Difference between PCA and SHAP
The easiest way to break this down is by keeping it simple.
SHAP is used after a model is already built to see what features are most important and what impact they have on the outcome
PCA is used before a model is built to reduce the dimensions of your dataset into an advantageous situation.
Mathematically, SHAP and PCA are not similar one bit and do not rely on the same techniques to get to their destinations.
SHAP is an iterative approach, trying out a model feature by feature to understand its significance, while PCA is a dataset-wide approach, computing eigenvectors from the covariance matrix between each of the features.
In PCA, the final eigenvectors will have little to no resemblance to the original features, as these new features were computed from the covariance matrix of features.
When to use PCA and when to use SHAP
If you currently have a model that ran and is showing great accuracy on out-of-sample tests, you should use SHAP to understand what features are more critical and to get a better understanding of the features in the model.

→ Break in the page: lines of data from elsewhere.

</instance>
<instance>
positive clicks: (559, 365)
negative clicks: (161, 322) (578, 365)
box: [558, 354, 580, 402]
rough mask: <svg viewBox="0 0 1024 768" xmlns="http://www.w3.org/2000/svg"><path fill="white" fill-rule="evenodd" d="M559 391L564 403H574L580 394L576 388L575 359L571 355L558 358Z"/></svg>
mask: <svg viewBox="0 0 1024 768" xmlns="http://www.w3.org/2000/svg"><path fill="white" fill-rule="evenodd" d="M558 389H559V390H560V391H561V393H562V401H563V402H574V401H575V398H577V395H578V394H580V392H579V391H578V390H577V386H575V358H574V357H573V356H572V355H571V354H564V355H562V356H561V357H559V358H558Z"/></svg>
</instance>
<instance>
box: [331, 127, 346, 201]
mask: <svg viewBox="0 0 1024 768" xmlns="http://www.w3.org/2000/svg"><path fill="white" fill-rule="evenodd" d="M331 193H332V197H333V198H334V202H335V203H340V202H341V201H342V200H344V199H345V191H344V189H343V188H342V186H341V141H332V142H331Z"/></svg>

Suppose you are running into trouble during the modeling process like your data is too big or you have more columns than rows.
In that case, you should use PCA to transform your dataset into significant eigenvectors that could prove advantageous to the modeling process.
The last use of PCA over SHAP is charting. As humans, once we move past three dimensions (3 columns), it becomes impossible to chart our data.
If we used PCA to reduce our data down into 2-3 dimensions where we could now plot it, this might allow us and our teammates to see insights in the data that initially weren’t visible.